Come si costruisce narrazione giornalistica in 140 caratteri?
“Il lavoro che faccio con Twitter cambia a seconda del contesto in cui lo uso. È un po’ come un conduttore radio che ha la sua squadra di giornalisti. Nel mio caso la mia squadra è in giro per il mondo: sono i miei contatti di Twitter. Spesso si tratta di una tradizionale conversazione su ciò che succede. Quando invece esplode qualcosa di grosso, come una protesta che degenera in uno scontro, allora il flusso di informazioni che ricevo attraverso Twitter cambia, diventa più intenso e posso costruirci una una narrazione continua”.
Qual è la lezione della tua esperienza per il giornalismo?
“Ho imparato che non si tratta di sapere come usare uno strumento, per quello bastano poche ore. La vera differenza scatta quanto ti senti a tuo agio nel collaborare con i tuoi contatti fuori dalla redazione, persone che spesso non sono giornalisti. Condividere ciò che faccio e dichiarare che sto cercando informazioni per me non è un problema. So, però, che non tutti i giornalisti condividono questa posizione. Alcuni preferiscono non raccontare su cosa stanno lavorando prima di pubblicare. Per il giornalismo in senso più ampio credo che la sfida sia capire quando questo approccio funziona. Ora sappiamo che quando ci sono eventi che coinvolgono un gran numero di persone i social media diventano un canale interessante. Ma quando non c’è un network di fonti i sistemi tradizionali sono essenziali. Per il futuro la sfida è che nelle redazioni si riesca a liberare almeno il 20 per cento del tempo dei giornalisti che vogliono cimentarsi in questo tipo di indagine open source“.

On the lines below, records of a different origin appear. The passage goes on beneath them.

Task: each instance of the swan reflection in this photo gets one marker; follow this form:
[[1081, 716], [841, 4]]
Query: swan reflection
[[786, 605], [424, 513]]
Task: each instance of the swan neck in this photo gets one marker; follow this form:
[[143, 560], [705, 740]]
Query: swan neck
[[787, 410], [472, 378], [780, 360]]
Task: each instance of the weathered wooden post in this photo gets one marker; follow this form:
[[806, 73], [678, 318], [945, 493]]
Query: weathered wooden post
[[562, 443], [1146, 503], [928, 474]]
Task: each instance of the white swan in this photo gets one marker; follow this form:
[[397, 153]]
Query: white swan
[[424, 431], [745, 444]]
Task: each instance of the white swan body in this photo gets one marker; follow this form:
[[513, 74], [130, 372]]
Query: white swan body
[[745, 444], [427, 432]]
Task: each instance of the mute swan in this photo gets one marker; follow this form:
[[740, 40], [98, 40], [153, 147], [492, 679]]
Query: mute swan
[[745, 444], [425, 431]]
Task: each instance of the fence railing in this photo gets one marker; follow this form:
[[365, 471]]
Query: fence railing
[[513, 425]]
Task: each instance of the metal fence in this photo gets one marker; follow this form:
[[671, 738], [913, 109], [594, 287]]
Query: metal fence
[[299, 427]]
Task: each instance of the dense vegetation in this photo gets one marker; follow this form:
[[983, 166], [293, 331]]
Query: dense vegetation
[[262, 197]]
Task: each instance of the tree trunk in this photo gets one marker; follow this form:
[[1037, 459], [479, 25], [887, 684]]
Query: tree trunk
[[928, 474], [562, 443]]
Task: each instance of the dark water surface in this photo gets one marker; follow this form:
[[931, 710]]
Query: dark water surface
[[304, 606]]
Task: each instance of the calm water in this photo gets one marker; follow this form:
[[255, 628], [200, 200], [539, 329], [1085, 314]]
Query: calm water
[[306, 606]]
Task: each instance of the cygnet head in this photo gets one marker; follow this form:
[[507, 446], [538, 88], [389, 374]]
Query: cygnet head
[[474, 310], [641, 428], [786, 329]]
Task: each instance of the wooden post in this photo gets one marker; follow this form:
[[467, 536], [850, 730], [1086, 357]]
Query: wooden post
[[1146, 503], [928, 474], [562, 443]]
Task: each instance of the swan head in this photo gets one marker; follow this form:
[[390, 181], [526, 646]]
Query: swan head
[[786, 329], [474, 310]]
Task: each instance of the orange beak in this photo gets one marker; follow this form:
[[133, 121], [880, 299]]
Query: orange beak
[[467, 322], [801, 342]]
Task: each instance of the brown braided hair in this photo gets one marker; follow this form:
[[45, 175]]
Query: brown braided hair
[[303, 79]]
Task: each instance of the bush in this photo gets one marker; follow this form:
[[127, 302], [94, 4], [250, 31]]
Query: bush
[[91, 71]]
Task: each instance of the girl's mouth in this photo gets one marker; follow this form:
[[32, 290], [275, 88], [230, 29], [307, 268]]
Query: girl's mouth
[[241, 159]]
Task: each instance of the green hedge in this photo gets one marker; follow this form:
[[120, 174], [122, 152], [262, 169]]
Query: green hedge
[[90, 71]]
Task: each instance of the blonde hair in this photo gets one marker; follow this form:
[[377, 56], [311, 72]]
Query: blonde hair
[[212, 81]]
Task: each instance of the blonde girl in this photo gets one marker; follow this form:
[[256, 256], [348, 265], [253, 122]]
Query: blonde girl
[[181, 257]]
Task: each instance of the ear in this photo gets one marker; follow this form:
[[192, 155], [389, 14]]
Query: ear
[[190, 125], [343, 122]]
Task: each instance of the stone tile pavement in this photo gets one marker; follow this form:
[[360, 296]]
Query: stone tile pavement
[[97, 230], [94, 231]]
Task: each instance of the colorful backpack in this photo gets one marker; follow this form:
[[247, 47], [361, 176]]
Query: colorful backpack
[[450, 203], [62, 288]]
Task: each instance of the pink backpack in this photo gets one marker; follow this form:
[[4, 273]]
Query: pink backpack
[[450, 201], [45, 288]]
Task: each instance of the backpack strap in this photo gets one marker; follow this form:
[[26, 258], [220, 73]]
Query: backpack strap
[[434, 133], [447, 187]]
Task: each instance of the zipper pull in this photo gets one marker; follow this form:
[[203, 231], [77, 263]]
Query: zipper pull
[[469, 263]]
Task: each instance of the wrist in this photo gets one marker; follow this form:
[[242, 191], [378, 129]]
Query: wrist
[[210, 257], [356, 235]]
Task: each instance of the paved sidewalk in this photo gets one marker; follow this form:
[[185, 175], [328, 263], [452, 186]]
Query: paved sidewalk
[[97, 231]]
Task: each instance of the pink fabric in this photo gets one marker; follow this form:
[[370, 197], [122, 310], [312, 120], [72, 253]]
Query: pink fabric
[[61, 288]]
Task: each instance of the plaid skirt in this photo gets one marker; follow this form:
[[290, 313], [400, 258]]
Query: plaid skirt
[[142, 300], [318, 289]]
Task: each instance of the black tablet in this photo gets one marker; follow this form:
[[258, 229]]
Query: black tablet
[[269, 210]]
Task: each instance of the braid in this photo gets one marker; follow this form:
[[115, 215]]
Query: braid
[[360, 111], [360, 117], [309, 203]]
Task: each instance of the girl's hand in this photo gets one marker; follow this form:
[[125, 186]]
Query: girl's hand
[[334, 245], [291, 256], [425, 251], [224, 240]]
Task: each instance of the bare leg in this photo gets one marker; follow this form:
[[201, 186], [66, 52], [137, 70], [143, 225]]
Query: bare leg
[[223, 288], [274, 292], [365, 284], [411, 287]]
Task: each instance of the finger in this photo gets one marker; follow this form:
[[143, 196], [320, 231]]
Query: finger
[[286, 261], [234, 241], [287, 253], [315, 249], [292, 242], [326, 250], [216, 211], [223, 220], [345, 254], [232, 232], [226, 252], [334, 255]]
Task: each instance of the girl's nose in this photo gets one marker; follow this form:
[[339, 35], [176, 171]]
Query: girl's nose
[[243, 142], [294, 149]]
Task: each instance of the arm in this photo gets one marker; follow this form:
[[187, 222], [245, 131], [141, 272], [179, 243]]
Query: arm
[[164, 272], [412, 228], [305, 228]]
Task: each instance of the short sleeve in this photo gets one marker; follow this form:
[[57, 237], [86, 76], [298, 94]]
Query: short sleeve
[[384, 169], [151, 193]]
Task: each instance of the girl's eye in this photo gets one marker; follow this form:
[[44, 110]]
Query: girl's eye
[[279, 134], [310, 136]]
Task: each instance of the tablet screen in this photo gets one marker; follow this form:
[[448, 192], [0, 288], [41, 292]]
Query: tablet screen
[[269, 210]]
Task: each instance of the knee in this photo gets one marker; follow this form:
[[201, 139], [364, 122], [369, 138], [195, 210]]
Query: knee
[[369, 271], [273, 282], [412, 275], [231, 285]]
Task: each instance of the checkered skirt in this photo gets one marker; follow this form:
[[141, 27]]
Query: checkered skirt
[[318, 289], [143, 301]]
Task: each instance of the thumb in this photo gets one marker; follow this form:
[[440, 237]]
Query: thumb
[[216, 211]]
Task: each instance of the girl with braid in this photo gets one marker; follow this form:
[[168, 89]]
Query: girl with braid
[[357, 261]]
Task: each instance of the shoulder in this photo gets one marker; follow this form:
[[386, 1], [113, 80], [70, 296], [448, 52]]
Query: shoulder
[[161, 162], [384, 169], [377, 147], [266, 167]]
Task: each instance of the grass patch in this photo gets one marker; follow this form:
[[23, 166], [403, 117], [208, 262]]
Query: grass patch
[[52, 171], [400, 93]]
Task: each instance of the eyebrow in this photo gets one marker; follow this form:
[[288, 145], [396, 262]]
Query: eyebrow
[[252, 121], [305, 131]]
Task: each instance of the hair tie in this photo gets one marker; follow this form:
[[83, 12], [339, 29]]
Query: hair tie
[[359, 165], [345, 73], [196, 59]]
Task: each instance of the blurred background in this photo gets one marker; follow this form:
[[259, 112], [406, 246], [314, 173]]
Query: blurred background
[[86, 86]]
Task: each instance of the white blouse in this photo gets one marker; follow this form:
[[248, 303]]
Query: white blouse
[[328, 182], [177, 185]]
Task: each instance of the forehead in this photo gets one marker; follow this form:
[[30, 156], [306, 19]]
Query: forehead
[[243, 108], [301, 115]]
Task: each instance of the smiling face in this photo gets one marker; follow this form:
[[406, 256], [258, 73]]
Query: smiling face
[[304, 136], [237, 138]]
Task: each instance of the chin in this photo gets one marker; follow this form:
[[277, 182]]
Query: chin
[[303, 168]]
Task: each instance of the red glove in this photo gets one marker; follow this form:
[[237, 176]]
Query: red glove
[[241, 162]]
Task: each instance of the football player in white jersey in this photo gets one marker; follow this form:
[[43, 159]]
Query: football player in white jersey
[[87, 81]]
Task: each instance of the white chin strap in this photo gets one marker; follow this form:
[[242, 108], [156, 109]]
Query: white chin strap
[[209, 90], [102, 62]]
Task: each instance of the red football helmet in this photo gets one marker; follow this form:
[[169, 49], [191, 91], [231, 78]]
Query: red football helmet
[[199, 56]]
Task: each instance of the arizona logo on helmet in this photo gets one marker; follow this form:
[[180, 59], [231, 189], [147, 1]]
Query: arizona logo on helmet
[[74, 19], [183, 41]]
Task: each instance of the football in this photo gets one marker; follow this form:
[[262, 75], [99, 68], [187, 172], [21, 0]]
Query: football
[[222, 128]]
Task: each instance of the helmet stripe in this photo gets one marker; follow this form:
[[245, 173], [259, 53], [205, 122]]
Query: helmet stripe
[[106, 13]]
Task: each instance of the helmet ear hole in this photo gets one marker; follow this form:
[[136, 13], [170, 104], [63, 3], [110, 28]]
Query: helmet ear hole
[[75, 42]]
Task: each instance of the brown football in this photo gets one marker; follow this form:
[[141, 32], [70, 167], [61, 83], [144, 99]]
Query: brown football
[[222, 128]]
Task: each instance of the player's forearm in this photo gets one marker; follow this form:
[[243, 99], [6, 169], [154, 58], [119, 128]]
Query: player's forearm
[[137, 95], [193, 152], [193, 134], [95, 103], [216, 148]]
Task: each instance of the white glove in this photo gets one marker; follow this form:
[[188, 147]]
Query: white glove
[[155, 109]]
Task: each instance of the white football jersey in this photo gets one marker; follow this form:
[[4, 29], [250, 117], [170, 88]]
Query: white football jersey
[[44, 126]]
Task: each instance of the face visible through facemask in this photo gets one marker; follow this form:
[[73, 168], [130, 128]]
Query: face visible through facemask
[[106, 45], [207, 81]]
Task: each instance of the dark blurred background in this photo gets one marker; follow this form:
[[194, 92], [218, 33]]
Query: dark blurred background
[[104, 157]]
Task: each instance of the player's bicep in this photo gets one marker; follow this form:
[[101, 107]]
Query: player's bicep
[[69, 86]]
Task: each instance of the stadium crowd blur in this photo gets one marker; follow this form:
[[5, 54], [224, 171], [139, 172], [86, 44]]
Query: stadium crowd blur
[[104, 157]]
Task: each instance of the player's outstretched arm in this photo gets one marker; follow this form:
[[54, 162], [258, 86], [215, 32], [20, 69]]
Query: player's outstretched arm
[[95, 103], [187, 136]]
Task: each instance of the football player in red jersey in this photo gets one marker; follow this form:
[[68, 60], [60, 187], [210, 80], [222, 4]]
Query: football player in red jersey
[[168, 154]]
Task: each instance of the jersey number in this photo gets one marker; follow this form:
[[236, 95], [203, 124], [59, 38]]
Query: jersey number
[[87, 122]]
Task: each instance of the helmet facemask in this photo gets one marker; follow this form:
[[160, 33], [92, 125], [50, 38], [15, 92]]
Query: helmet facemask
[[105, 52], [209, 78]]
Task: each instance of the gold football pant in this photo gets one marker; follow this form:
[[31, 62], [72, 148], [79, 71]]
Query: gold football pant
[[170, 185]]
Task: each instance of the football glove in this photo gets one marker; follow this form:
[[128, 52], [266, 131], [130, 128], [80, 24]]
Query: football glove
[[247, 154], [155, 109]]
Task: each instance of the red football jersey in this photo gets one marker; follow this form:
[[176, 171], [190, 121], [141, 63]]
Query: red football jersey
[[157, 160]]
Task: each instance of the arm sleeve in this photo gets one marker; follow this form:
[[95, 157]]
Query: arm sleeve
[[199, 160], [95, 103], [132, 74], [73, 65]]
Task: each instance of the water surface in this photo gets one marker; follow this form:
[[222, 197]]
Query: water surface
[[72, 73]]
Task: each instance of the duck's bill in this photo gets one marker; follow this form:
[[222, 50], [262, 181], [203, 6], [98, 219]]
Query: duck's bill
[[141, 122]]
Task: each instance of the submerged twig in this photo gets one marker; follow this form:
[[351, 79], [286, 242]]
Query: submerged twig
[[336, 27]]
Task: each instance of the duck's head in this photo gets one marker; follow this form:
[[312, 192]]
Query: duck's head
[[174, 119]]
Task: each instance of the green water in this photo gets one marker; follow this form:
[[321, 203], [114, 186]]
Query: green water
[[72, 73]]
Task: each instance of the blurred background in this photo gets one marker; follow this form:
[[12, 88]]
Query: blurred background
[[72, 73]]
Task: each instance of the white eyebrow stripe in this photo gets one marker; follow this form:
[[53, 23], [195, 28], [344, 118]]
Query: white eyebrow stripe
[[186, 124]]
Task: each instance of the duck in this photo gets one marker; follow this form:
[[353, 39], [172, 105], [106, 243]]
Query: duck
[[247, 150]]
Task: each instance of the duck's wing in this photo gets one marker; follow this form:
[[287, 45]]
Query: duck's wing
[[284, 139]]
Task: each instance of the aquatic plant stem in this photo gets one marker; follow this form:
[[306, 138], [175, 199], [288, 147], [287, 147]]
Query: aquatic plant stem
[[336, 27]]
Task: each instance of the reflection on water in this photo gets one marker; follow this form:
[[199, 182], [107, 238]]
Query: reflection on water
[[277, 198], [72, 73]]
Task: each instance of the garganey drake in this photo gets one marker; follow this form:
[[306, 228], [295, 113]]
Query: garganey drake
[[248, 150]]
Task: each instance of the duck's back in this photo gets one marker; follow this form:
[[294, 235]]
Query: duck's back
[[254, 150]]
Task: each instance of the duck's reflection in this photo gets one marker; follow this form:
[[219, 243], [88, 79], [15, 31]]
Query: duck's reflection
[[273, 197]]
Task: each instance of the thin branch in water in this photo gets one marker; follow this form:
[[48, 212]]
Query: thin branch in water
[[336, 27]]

E come si monetizza il giornalismo fatto attraverso i social media?
“E come monetizzi un reporter che se ne sta seduto a una conferenza stampa? Questa è una metodologia di lavoro e, sul fronte costi, non è una scelta diversa dal numero di persone che scegli di assumere. Io credo di essere molto fortunato, perché Npr mi dà una grandissima libertà di sperimentare ciò che ritengo più interessante. Perché queste nuove metodologie prendano piede è però necessario un grande cambiamento culturale nelle redazioni”.
Qual è il punto di forza di Twitter?
“Per il tipo di giornalismo che faccio, che richiede molti testimoni oculari, Twitter è la scelta obbligata, perché è lì che sono le mie fonti. Google Plus, per esempio, ha molte caratteristiche che lo renderebbero utilissimo, ma purtroppo il numero di persone che lo usa è ancora limitato”.
Quanto usi i social media ogni giorno?
“Circa 15-16 ore, ma non vuol dire che sono perennemente con gli occhi incollati allo schermo del laptop o dello smartphone. Non bisogna diventare ossessionati dagli strumenti. La chiave è mettere a fuoco come costruire qualcosa in maniera collaborativa con le persone che incontro online”.